Literature reviews are among the most challenging writing tasks that graduate students are required to complete. They are also among the most ubiquitous. In both academic and professional settings, critically evaluating a body of prior analytical work is something that writers need to do in order to contextualize their own research and make space for their contributions. This workshop will lead students through repeatable steps for scaffolding a literature review from the initial organization of sources to the development of an argumentative thesis about the state of existing scholarship.
(tbh we just started with lit reviews and kind of went all over the place–stuff on effective reading strategies, library/database research, argumentation)

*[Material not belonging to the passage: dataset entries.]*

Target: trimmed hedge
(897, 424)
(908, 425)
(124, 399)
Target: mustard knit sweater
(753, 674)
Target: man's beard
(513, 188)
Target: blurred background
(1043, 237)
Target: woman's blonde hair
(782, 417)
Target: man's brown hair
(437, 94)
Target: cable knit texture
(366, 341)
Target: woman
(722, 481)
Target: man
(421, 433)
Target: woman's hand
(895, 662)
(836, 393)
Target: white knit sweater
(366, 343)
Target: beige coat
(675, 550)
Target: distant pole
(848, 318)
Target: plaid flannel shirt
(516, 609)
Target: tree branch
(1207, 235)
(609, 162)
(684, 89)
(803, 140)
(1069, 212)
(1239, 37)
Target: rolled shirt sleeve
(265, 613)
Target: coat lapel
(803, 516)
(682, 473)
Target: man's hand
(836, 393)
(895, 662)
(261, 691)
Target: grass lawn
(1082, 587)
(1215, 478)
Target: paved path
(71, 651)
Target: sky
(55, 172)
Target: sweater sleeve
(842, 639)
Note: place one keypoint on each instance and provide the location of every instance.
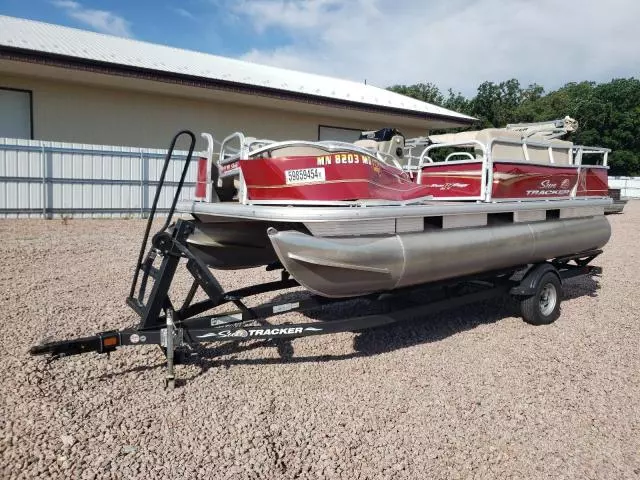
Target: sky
(454, 44)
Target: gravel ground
(471, 393)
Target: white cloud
(99, 20)
(453, 43)
(183, 13)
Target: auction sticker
(304, 175)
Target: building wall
(74, 112)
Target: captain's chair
(387, 141)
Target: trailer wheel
(543, 307)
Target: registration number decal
(304, 175)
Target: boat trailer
(176, 329)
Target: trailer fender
(529, 284)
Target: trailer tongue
(176, 328)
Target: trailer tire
(543, 307)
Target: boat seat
(393, 147)
(295, 151)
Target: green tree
(608, 113)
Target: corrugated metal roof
(70, 42)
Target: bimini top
(20, 36)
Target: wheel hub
(548, 299)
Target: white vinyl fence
(629, 186)
(53, 179)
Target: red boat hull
(352, 176)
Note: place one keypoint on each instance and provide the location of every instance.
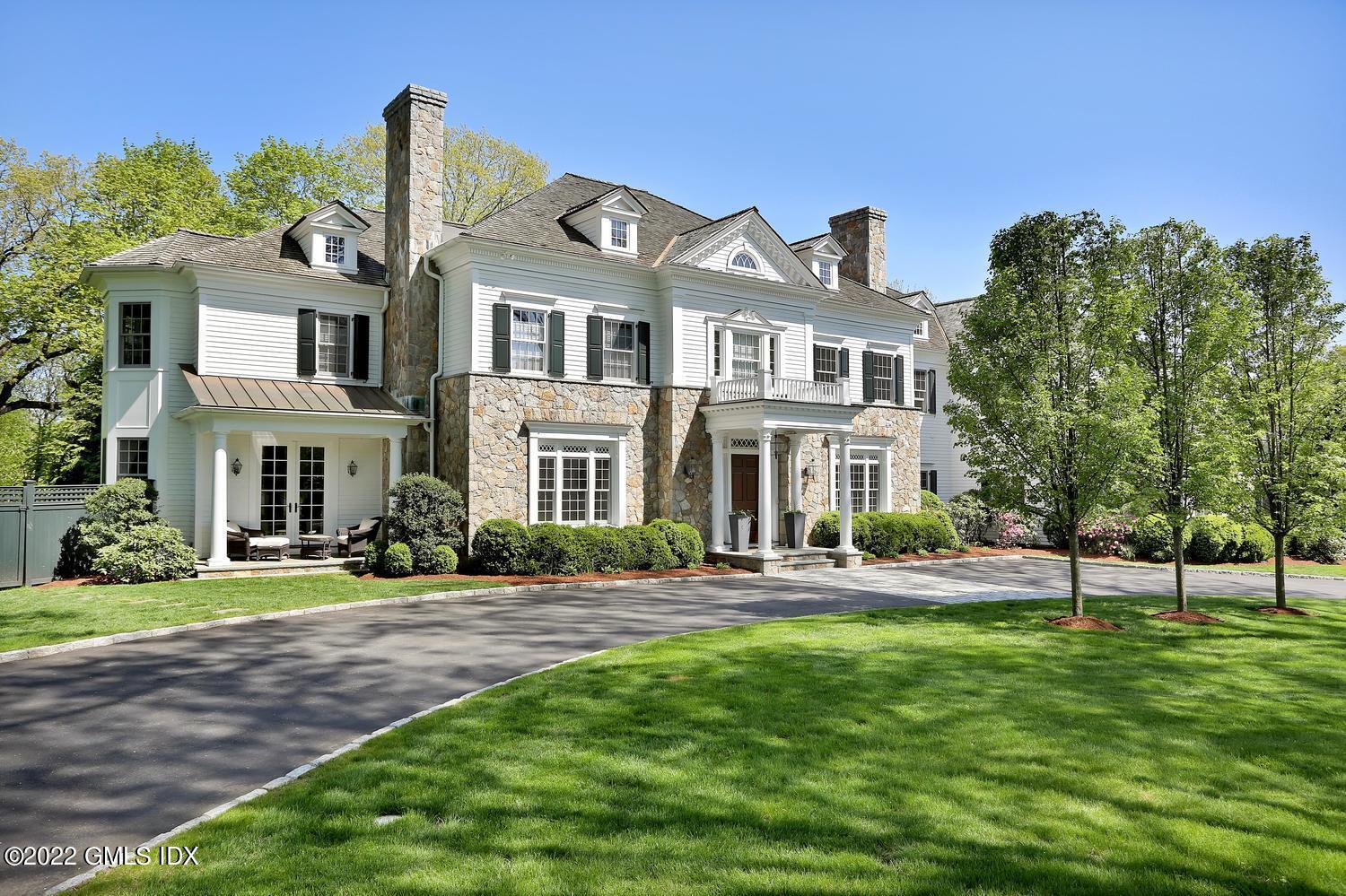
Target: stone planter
(740, 530)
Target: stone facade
(414, 223)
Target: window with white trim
(882, 377)
(618, 350)
(334, 344)
(573, 482)
(527, 339)
(826, 363)
(334, 249)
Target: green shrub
(503, 548)
(443, 561)
(150, 552)
(112, 511)
(424, 513)
(605, 545)
(683, 540)
(396, 560)
(1254, 546)
(557, 551)
(1214, 538)
(646, 549)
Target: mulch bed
(700, 572)
(1189, 616)
(1085, 622)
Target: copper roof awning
(264, 396)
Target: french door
(293, 490)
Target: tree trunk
(1077, 594)
(1279, 537)
(1179, 570)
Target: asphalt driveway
(112, 745)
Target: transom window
(883, 377)
(528, 336)
(135, 334)
(618, 350)
(132, 457)
(334, 344)
(334, 249)
(826, 363)
(573, 483)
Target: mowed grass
(32, 616)
(963, 748)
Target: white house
(590, 354)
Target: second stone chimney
(414, 209)
(861, 234)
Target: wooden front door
(743, 492)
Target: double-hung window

Seems like plagiarism is a big deal lately. We've got popular Youtubers being taken to task for unethically churning out mostly-copied content, and university admins being pressed (often in bad faith, sometimes not) for problems in their research and writing. Not to mention the warnings you may hear from professors. All this to say that it is easy to imagine a plagiarism charge like some kind of big cat in the woods: You're just writing along, minding your own business and then boom, mountain lion attack… or Turnitin… whatever. But that's not really how it works. I meet with a lot of students who are very nervous about plagiarism; I meet with far fewer students who can express exactly why it is that they are nervous apart from "I've been told to be nervous about it." So, let' s turn the temperature down a bit. This webinar will provide an overview of what constitutes plagiarism (including debates on the boundaries of the issue and how to navigate them), as well as a general guide for citing and paraphrasing other scholars' work in your own writing.